Last year, 3.5 million couples 18 and older were part of a commuter marriage, according to the U.S. Census Bureau's current population survey.
That's up about 17 percent from 2001, when 3 million couples did it; the number stood at 2.7 million in 2000. What this means for the couples is spending more on travel and housing - as in thousands of dollars more - to come out financially ahead, in part because of the current economy and job market. The Great Recession has forced workers to broaden the geographic boundaries of their job hunt, while selling a home to relocate has become much harder since the real estate downturn.

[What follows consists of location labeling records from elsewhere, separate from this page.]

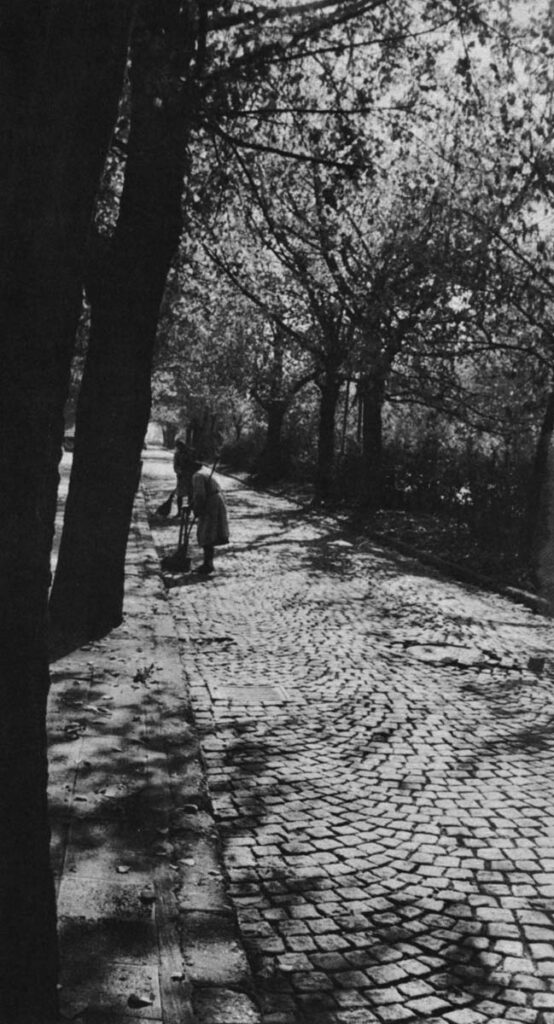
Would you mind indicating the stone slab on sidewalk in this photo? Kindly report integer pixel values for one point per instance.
(146, 930)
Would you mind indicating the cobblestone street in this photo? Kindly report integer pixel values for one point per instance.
(378, 741)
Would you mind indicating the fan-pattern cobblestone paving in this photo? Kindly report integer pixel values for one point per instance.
(378, 742)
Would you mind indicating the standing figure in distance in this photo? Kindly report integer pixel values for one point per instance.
(207, 502)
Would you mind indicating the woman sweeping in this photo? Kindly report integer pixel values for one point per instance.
(207, 503)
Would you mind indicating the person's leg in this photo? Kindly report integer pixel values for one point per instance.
(208, 564)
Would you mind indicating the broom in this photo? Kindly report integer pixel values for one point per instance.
(165, 508)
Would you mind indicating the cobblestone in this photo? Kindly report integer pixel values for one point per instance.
(380, 763)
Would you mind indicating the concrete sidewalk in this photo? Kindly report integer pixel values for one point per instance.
(146, 930)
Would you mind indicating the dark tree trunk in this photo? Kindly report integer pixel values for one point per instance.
(271, 462)
(61, 73)
(125, 292)
(330, 389)
(536, 528)
(371, 396)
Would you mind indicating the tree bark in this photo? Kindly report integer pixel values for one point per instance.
(271, 461)
(371, 396)
(125, 292)
(330, 389)
(61, 73)
(537, 527)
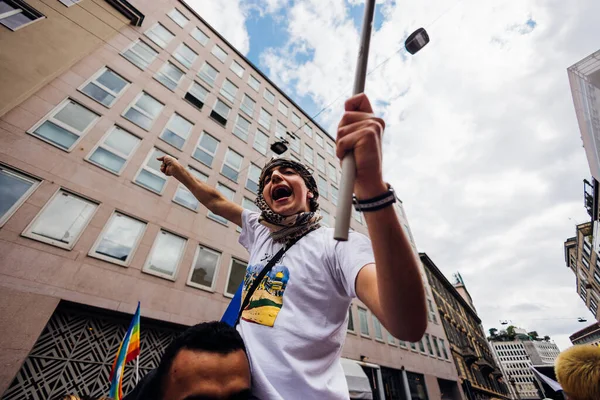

In the typical commuter marriage, one spouse will rent an apartment in the city where they work, while the other holds down the home front, whether that is an owned or rented property. Airfare also figures in, between the commuting spouse flying back and forth, and the non-commuting spouse making special visits to the commuting city. Echeverria's husband, for example, comes to New York every few months on business, tweaking his schedule so he can see his wife more often.
Echevarria says that between her flights to Florida and her husband's trips to New York, they spend more than $500 a month extra. Does she come out ahead financially working in New York? "Absolutely," she says. "And the way I'm treated at work makes my life a lot easier."
"People are looking for creative solutions to live the lifestyles they want to live," says Julie Murphy Casserly, a Chicago-based wealth manager. But she warns that commuter couples also get financial tradeoffs: "the double utilities, the double rent, the double cars and the double everything else." Couples also have to pay state taxes twice, as non-residents in the state where a spouse works, and residents in the state they legally call home.
And, she adds, in some cases, it's a smokescreen that gives one spouse an excuse to live apart from another, using the pretense of work for the arrangement.
While there are no statistics that reflect an increased divorce rate among those in commuter marriages, the stresses are palpable and couples have to get resourceful. "Skyping is not a full substitute, but at least it's a substitute on some level," says Leigh Cummings, a partner at Warner, Bates & McGough, a family law firm based in Atlanta, Georgia.
Communication is essential to making commuter marriages work, she adds. Because time together becomes such a precious commodity, she recommends commuter couples use extra income to hire as much domestic help as possible, so that they have more time with each other (and less to snipe about regarding domestic duties when they get together).
There are also ways to minimize costs - sometimes with the help of family. Echevarria spends the week in a rent-controlled apartment in Upper Manhattan that originally belonged to her mother, paying just $286 a month to split it with her brother.
Then there's Adrienne McGarr, who stayed behind in Chicago, Illinois with two toddlers while her husband spent Sundays through Fridays in Boston, Massachusetts as a securities lender. For the two years of that arrangement, her spouse lived in his parents' home in Brookline, Massachusetts.
The couple spent more than $300 a week for flights to and from Boston, and had to get some extra help with childcare. But McGarr, 34, says they still came out ahead. They bided their time until their Chicago condominium in the city's Wicker Park neighborhood sold last summer. That enabled them to buy a house in the Boston suburbs last August. McGarr stresses that she and her spouse talked this plan through every step of the way, without much in the way of guesswork.
"It was still definitely difficult: Midwest to East Coast, city to suburbs, and on top of all that I was really pregnant" with a third child, McGarr says. "But there are 50 kids on our new street and within a few minutes, my kids had brand new best friends. And my husband grew up here; a lot of his best friends were still here. It was a lot easier than I thought it was going to be."
For her own part, Echevarria says she doesn't worry about drifting apart from her partner, because he feels secure in his own skin and she works hard to maintain trust. They have gotten used to their new lifestyle, and approach commuter marriage with an important shared goal: to save towards their retirement goals at an accelerated pace. "Why fix what isn't broken?" she says.